There were glimpses of the Ruiz who had blown Joshua away at Madison Square Garden. In the brief moments when the fighters got close enough to brawl, the Mexican’s quicker fists gave him the upper hand and made Joshua seem momentarily worried. But, on the whole, the British fighter was content to punch from distance, causing great tsunamis of flab to erupt across Ruiz’s torso, and to keep moving. Other than briefly vicious flurries in the fourth and eighth rounds, the fight was one-sided. Ruiz hoped Joshua would walk into his trap, but his obesity made it impossible for him to force the issue. Instead, Joshua stuck to his plan — turned in his most accomplished fighting performance to date — and emerged victorious. Not to mention $100 million richer.

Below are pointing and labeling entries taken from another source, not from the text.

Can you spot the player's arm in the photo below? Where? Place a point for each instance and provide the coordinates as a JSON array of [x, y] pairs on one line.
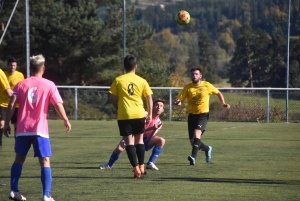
[[60, 110], [149, 103], [10, 111], [177, 101], [9, 92], [114, 101], [181, 96], [221, 98], [153, 129]]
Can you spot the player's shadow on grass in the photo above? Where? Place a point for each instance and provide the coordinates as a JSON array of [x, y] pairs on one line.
[[233, 181]]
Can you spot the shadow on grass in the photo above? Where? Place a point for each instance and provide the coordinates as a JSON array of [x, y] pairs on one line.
[[234, 181]]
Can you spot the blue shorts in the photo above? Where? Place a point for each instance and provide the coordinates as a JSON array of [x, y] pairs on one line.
[[146, 142], [41, 146]]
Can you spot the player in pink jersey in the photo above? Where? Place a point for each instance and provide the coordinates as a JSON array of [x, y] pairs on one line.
[[150, 139], [33, 95]]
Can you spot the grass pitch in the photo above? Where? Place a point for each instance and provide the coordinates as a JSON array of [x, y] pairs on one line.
[[250, 161]]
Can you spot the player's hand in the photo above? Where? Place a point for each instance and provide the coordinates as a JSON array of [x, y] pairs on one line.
[[158, 125], [148, 119], [68, 126], [177, 102], [6, 130], [226, 105]]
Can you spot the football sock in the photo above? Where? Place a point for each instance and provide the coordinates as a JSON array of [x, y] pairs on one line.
[[140, 152], [113, 158], [1, 134], [196, 146], [131, 153], [15, 172], [203, 147], [155, 153], [46, 178]]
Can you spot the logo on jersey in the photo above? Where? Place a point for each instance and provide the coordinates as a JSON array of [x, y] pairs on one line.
[[32, 96]]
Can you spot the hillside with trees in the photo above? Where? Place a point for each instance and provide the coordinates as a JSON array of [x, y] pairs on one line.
[[243, 42]]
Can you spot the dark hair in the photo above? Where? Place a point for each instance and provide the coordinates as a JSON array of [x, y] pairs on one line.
[[11, 60], [159, 100], [129, 62], [36, 63], [196, 68]]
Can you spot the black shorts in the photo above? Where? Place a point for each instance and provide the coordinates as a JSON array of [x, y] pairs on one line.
[[131, 126], [13, 118], [197, 122]]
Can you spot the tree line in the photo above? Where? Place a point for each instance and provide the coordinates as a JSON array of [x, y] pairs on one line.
[[82, 40]]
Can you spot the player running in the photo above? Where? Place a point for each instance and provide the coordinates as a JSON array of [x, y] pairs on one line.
[[150, 139]]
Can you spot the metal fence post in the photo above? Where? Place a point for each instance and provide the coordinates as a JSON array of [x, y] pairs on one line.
[[76, 104], [268, 106], [170, 104]]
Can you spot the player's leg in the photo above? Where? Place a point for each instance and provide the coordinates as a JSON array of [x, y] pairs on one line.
[[203, 120], [2, 118], [194, 136], [22, 146], [115, 155], [138, 128], [140, 151], [42, 150], [126, 132], [14, 122], [158, 143]]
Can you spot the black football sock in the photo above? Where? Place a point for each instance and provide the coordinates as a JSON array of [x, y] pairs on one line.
[[203, 147], [196, 146], [140, 152], [130, 150]]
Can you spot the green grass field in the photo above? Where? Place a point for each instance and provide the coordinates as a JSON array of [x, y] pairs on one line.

There is now talk of more high-profile sporting events being held in Saudi Arabia, never mind the human rights stuff. Obviously, it is morally indefensible for these events to be used to legitimize a regime that in many respects is barbaric and cruel. However, it seems almost laughable now to hope seriously for sport — or business, for that matter — to allow questions of morality to inform decisions about how best to make money. If Joshua v Ruiz II was a glimpse into the future of sport, one in which virtually no women could be seen in the live ringside audience, then perhaps we should just accept it for the con job it is, and be thankful that no broadcaster has thought yet to bid for the rights to what happens in Chop-Chop Square.